In Christmas in Bayberry, Wes is in town to make a financial assessment of the Bayberry Candle Company. Kate, who works at the family business, isn’t sure she’ll like his report. But over a meal at Mel’s Grille—beef stew, the Tuesday special—the two get to know each other a little better. Our Cast Iron Beef Stew is a wonderful, old-fashioned winter classic.
Be sure to properly season your skillet by coating the interior with a thin layer of vegetable oil or solid shortening, then placing the skillet upside down in the oven turned to about 325 degrees, for about one hour. Place aluminum foil under the skillet to catch the oil drips–no need to clean the oven afterwards! Once your skillet is seasoned, cooking in it regularly will keep it seasoned so you shouldn’t have to go through those steps again.

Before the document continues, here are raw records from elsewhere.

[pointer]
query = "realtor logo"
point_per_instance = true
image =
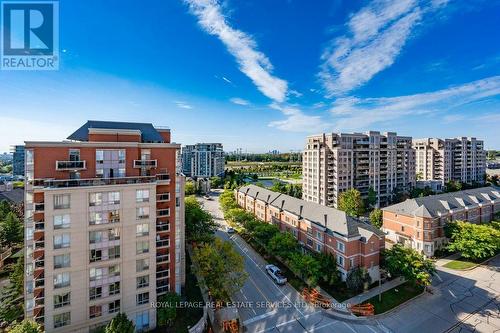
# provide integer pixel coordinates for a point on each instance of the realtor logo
(29, 35)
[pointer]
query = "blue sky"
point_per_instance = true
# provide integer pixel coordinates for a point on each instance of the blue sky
(262, 75)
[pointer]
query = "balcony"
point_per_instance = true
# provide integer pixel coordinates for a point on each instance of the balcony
(65, 183)
(145, 164)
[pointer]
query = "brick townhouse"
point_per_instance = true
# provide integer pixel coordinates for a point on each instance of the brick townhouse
(318, 228)
(419, 223)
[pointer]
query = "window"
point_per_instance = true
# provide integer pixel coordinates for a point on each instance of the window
(95, 255)
(142, 195)
(141, 265)
(62, 300)
(62, 261)
(142, 213)
(142, 247)
(142, 298)
(95, 292)
(142, 281)
(61, 201)
(114, 252)
(95, 311)
(61, 280)
(114, 306)
(142, 321)
(62, 319)
(61, 241)
(114, 288)
(61, 221)
(142, 229)
(340, 246)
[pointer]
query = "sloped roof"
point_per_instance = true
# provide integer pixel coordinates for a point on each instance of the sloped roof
(334, 220)
(431, 206)
(148, 132)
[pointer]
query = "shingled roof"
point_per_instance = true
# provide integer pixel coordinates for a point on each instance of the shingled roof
(433, 205)
(148, 132)
(335, 221)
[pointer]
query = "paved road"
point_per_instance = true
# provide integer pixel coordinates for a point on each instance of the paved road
(267, 307)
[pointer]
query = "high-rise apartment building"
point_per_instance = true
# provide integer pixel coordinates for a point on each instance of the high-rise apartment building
(18, 160)
(203, 160)
(104, 226)
(333, 163)
(460, 159)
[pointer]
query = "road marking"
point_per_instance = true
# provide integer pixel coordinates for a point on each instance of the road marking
(262, 316)
(349, 326)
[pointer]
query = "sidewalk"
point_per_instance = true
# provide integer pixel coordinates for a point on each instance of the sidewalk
(374, 292)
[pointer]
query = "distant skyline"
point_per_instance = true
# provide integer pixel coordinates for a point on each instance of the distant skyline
(262, 75)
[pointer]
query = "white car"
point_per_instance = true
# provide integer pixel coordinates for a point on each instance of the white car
(275, 274)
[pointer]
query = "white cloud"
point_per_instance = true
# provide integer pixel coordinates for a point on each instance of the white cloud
(239, 101)
(183, 105)
(376, 35)
(242, 46)
(353, 113)
(297, 121)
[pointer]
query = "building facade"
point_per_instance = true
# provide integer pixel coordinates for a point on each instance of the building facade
(318, 228)
(419, 223)
(333, 163)
(18, 160)
(203, 160)
(104, 226)
(460, 159)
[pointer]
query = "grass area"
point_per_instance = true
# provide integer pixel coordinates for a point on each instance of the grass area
(395, 297)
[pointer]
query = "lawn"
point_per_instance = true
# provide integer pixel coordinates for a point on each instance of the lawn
(395, 297)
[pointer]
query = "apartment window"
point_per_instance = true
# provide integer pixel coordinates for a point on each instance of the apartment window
(96, 273)
(142, 265)
(62, 319)
(62, 300)
(142, 321)
(95, 292)
(62, 261)
(142, 195)
(61, 241)
(61, 280)
(114, 306)
(61, 201)
(142, 298)
(142, 229)
(95, 311)
(142, 247)
(142, 281)
(61, 221)
(114, 288)
(340, 246)
(114, 252)
(142, 213)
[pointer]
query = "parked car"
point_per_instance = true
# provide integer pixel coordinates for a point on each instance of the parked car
(275, 274)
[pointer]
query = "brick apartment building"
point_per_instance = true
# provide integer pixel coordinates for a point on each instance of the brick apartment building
(419, 223)
(104, 226)
(318, 228)
(335, 162)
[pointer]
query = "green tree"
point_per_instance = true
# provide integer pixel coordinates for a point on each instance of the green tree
(27, 326)
(120, 324)
(200, 225)
(351, 202)
(407, 262)
(376, 218)
(168, 311)
(328, 272)
(473, 241)
(221, 267)
(11, 230)
(282, 244)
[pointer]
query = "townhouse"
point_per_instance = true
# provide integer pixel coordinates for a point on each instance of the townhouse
(318, 228)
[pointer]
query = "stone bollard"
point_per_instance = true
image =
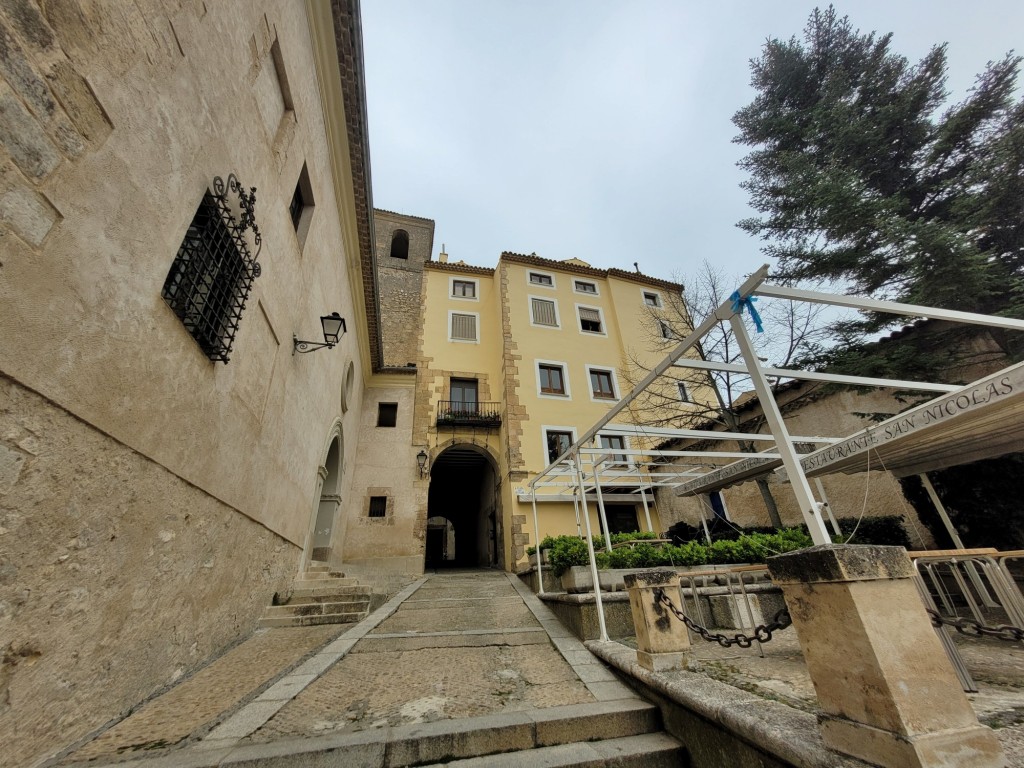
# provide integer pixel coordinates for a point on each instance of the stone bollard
(888, 691)
(663, 641)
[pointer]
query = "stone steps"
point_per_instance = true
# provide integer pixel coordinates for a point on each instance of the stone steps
(645, 751)
(311, 621)
(329, 594)
(320, 595)
(316, 608)
(625, 733)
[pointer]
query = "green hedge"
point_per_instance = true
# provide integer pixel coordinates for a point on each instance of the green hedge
(569, 550)
(887, 529)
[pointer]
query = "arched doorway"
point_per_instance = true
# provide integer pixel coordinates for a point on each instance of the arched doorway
(464, 506)
(330, 502)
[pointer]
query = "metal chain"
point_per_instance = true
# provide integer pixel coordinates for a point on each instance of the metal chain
(970, 627)
(762, 633)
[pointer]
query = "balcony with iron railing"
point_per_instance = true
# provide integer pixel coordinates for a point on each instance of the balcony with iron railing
(458, 414)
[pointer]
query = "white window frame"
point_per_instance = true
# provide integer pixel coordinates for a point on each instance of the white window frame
(476, 289)
(626, 446)
(614, 384)
(655, 294)
(600, 312)
(565, 380)
(545, 428)
(558, 316)
(597, 288)
(553, 285)
(464, 341)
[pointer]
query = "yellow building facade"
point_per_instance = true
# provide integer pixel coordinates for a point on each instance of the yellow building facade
(515, 364)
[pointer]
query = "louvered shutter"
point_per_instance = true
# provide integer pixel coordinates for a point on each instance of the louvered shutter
(544, 312)
(464, 327)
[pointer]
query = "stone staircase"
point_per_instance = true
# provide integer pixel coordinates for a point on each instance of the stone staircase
(318, 595)
(625, 733)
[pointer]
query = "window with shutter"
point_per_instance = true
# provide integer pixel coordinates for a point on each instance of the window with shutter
(552, 379)
(601, 386)
(463, 327)
(590, 320)
(544, 312)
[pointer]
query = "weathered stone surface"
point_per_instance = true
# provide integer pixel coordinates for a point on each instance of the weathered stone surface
(881, 676)
(28, 213)
(24, 138)
(840, 562)
(128, 556)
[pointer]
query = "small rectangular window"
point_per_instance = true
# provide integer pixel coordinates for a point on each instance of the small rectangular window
(600, 383)
(718, 505)
(615, 441)
(300, 210)
(583, 286)
(558, 443)
(544, 312)
(590, 321)
(464, 392)
(387, 414)
(463, 327)
(378, 506)
(552, 379)
(296, 206)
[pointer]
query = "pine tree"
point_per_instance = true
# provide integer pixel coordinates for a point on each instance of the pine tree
(863, 179)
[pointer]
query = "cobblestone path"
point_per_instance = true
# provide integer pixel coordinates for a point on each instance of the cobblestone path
(453, 645)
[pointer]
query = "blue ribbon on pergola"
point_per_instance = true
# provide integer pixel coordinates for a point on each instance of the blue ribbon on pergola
(738, 302)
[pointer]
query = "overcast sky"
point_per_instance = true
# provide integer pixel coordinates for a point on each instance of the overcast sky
(601, 130)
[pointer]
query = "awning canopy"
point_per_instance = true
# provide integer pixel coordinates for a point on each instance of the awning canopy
(982, 420)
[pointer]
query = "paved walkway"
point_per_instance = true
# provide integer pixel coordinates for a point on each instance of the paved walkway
(450, 646)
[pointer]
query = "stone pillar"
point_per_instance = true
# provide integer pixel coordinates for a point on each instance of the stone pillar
(888, 691)
(663, 641)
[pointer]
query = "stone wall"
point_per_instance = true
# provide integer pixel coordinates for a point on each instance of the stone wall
(385, 465)
(116, 577)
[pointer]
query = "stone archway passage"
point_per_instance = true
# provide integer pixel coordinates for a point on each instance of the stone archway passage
(330, 502)
(463, 491)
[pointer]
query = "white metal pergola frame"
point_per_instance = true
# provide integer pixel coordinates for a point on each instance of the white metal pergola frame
(585, 452)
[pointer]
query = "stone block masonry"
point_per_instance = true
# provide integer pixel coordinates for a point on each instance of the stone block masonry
(117, 578)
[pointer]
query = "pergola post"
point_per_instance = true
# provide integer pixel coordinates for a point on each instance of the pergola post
(801, 488)
(643, 497)
(590, 549)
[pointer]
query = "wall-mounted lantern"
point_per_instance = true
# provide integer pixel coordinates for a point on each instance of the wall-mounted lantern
(334, 329)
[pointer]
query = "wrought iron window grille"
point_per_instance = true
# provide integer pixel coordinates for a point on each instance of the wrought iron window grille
(213, 272)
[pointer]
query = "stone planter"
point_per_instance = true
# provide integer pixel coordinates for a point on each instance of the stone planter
(545, 553)
(578, 579)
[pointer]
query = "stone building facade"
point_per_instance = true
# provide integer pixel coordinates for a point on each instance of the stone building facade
(167, 463)
(403, 244)
(479, 419)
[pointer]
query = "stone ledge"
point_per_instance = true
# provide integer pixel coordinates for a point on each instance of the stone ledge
(786, 734)
(840, 562)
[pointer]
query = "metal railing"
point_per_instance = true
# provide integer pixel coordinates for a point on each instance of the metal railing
(975, 582)
(456, 413)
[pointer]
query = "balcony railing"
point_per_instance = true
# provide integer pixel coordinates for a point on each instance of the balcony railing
(456, 414)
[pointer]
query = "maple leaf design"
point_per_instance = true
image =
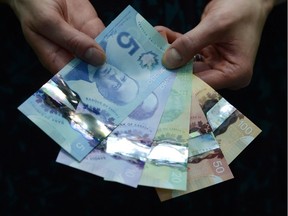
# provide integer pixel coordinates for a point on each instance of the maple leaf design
(148, 60)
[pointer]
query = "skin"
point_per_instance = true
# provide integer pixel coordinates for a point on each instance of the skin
(227, 36)
(57, 32)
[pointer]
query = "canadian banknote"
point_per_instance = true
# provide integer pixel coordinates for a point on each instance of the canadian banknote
(82, 104)
(123, 160)
(232, 130)
(131, 141)
(207, 165)
(166, 164)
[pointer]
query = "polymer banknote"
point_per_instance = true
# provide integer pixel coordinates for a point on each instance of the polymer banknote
(166, 164)
(82, 104)
(207, 165)
(122, 157)
(231, 128)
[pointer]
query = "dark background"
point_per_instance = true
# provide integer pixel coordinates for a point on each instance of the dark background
(32, 183)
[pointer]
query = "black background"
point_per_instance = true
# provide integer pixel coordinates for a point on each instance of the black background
(32, 183)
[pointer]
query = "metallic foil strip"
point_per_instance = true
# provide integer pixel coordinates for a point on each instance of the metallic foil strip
(219, 113)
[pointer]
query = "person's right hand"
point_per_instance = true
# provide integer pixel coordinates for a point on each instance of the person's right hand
(59, 30)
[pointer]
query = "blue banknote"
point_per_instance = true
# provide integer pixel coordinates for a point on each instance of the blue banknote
(82, 104)
(122, 156)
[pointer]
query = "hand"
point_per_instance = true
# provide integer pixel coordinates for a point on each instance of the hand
(59, 30)
(227, 39)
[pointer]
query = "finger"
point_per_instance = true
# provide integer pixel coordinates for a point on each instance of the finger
(186, 46)
(75, 41)
(51, 56)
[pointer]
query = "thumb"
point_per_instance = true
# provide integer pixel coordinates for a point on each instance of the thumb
(185, 47)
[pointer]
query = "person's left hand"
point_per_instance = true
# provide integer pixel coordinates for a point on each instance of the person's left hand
(58, 30)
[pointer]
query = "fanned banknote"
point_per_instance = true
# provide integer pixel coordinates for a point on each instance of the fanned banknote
(125, 159)
(233, 130)
(82, 104)
(207, 165)
(131, 141)
(166, 164)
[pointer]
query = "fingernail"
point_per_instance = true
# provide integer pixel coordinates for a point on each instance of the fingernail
(172, 58)
(94, 56)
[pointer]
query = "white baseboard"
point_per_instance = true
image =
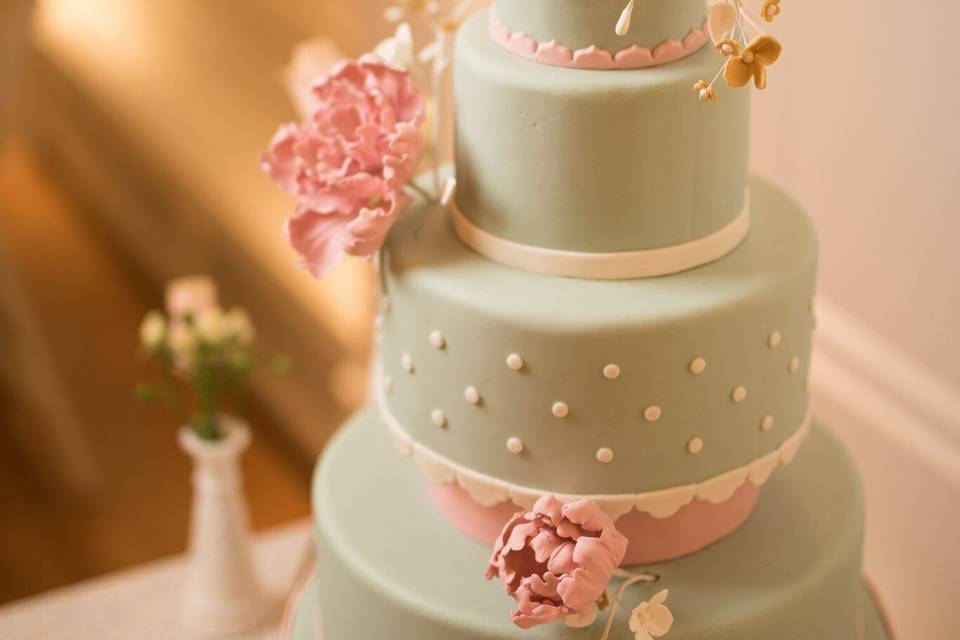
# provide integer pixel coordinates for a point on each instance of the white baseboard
(902, 424)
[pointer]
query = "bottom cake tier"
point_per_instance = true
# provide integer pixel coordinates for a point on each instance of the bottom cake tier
(390, 566)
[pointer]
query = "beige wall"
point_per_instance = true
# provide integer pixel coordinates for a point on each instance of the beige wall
(860, 124)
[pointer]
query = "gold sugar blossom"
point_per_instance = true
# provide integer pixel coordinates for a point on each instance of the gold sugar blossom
(705, 93)
(752, 62)
(729, 23)
(770, 10)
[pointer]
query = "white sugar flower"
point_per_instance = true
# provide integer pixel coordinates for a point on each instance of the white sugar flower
(153, 330)
(238, 326)
(651, 619)
(397, 50)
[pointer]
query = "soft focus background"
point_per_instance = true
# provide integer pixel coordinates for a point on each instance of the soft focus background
(129, 131)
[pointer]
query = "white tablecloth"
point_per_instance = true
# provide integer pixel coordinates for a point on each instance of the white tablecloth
(143, 603)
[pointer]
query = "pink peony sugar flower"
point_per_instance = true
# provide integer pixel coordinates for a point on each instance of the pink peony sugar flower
(349, 162)
(557, 559)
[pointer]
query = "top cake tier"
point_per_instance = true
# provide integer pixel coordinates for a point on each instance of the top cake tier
(552, 159)
(561, 27)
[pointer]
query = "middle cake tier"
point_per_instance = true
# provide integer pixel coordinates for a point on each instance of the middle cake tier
(598, 387)
(595, 161)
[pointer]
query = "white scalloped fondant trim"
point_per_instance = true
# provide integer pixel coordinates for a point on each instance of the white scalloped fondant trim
(619, 265)
(553, 53)
(489, 491)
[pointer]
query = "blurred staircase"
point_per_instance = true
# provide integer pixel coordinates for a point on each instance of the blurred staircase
(153, 113)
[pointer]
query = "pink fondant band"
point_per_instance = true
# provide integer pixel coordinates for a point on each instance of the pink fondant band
(652, 539)
(593, 57)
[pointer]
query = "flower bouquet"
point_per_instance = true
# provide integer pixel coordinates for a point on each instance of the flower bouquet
(206, 356)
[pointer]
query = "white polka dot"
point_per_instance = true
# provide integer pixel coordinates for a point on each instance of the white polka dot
(515, 362)
(560, 409)
(471, 395)
(698, 366)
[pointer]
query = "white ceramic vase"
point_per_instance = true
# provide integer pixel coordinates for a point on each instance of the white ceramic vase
(222, 595)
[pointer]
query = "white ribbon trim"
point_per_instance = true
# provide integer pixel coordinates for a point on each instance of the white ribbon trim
(621, 265)
(489, 491)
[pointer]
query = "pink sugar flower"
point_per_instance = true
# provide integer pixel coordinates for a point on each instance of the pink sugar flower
(349, 162)
(557, 559)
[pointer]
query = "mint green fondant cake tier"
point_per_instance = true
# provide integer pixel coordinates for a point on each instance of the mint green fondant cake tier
(391, 567)
(678, 379)
(577, 24)
(593, 161)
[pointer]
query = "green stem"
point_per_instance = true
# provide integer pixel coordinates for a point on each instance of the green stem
(630, 579)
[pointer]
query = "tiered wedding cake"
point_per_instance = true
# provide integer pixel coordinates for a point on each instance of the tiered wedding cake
(607, 311)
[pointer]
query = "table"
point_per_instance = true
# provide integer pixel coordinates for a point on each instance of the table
(144, 602)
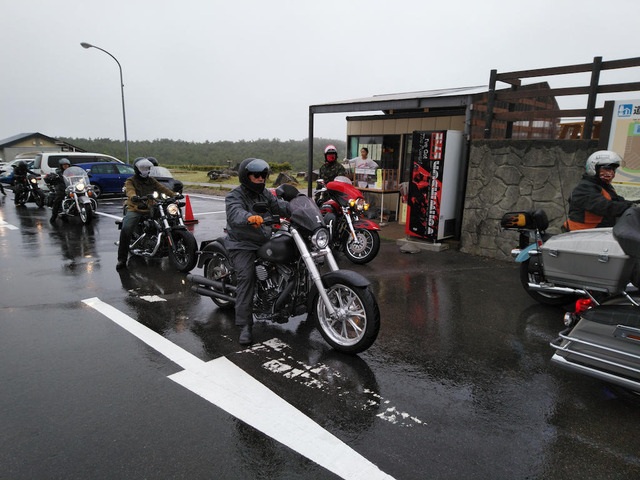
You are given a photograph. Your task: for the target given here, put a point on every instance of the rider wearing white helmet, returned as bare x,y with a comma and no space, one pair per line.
594,202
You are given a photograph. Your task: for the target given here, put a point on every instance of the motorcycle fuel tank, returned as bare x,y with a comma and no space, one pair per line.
587,258
280,249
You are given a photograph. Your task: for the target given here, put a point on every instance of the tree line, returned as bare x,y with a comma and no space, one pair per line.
222,153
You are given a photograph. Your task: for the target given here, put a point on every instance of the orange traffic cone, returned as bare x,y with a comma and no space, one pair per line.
188,213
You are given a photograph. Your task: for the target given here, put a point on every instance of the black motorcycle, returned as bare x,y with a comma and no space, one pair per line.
163,233
26,190
289,282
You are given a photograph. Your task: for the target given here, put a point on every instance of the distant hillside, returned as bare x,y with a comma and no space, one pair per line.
178,152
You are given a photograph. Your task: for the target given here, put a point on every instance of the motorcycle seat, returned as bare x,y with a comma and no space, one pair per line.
628,315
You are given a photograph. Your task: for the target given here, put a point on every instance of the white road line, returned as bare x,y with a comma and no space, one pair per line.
4,224
109,215
227,386
208,213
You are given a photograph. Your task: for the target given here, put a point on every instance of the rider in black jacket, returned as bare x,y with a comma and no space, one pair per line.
594,202
20,172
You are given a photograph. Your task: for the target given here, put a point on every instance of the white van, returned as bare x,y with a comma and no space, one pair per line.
47,162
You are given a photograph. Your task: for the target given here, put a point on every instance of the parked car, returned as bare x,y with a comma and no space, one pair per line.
47,162
163,175
107,177
6,173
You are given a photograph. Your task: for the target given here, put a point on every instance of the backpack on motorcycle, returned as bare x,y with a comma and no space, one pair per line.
627,232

Don’t put your skillet in the dishwasher.
· 1/4 cup plus 1 tablespoon all-purpose flour
· 2 teaspoons kosher salt, plus more for seasoning
· 1 teaspoon freshly ground black pepper, plus more for seasoning
· 1 (1 1/2 to 2 lbs) boneless chuck roast
· 3 tablespoons vegetable oil
· 1 medium yellow onion, medium dice
· 2 tablespoons tomato paste or 1/2 cup tomato sauce
· 3 cups beef broth (or 3 cups water and 4 bouillon cubes)
· 2 bay leaves
· 4 fresh thyme sprigs or 1/2 teaspoon dried thyme
· 2 to 3 medium carrots
· 2 medium celery stalks
· 2 medium Yukon Gold potatoes (about 1 1/2 pounds)
· Optional: 1 cup frozen peas
· Note: You can substitute 1 cup red wine for 1 cup of the broth.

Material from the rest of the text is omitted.